Math anxious students may need more help visualizing the concepts being taught, according to Larsson. “Using a graphing calculator, students can get a more visual look at the math and gain a better understanding. For every ‘ah ha’ moment students can have by exploring math concepts, a little more confidence is built, and they will be more willing and open to keep trying to learn.”
In addition to classroom work, teachers are helping students with study skills, test-taking tactics and many also post lessons and notes online for students to access for homework and test preparation.
“Students may not know how to study for math tests, and teaching them these skills really helps them get over their fear,” says Carlo Trafficante, a mathematics teacher at Austintown Fitch High School in Youngstown, Ohio.
Having access to the teacher’s classroom notes online after class can help math anxious students avoid missing parts of the lesson while trying to copy down everything said in class, and provide a way for students to review lessons later. Trafficante records daily class lessons using his interactive whiteboard and posts them online so students can re-watch lessons on their own as needed.

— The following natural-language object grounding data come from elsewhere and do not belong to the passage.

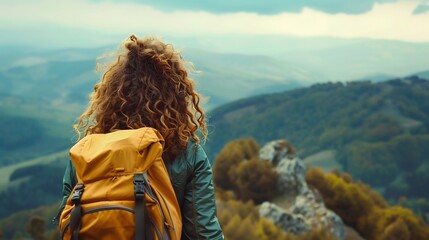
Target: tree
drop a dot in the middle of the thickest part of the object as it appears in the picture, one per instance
(255, 180)
(36, 228)
(230, 156)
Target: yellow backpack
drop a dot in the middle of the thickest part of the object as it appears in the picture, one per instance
(124, 191)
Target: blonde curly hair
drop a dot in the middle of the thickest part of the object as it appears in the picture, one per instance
(147, 86)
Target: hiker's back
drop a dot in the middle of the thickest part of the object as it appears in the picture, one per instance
(121, 178)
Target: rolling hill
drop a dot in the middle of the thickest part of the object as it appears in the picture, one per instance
(378, 131)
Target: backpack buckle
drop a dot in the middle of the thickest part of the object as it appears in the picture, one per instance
(77, 194)
(139, 181)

Another helpful means to combating math anxiety is providing second-chance tests. Wilson says, “I give some of the most challenging tests in our school, but because students know that our ultimate goal is for them to learn mathematics, they know I will give them an opportunity to show me what they have learned if they do not do well on their test.”
Teachers’ tips for parents
Parents uncomfortable with math can pass negative feelings on to their children. Many math teachers say that math anxious kids are more likely to say, “My mom and dad are not good at math so neither am I.”
Wilson says, “Whatever you do, try not to tell your child that you can’t do math or that you can’t help. Telling your child you can’t do math tacitly gives them permission to not be successful.”
Wilson and other teachers suggest parents encourage their children in mathematics by letting them know that it may not always be easy, but that they can do it. “Celebrate small gains,” suggests Monahan, who also is an instructor for the T³™ professional development organization. “Given that many parents do not have the background to help their students with their math homework, their support for scoring a few points higher than usual is important for their child’s success.”
Math teachers recommend parents encourage their kids to see the teacher for help outside of the classroom and find someone else to help outside of school if needed.
“Get a tutor for your child who is great at math and enjoys it and also find out what other support programs they have in school,” says Pat Flynn, a mathematics teacher at Olathe East High School. Flynn’s school has a recitation hour where students are assigned into groups where they work together on their math homework for that day. “This is very helpful because each student sees that they are not the only one having trouble,” he says. Flynn also is a T³™ instructor.
With the help of teachers, encouragement from parents and math tutors, and knowing they’re not the only ones anxious about math, more kids, particularly those practicing their skills using interactive classroom technology, are more likely to say, ‘This is math, and I understand it. I can do it.’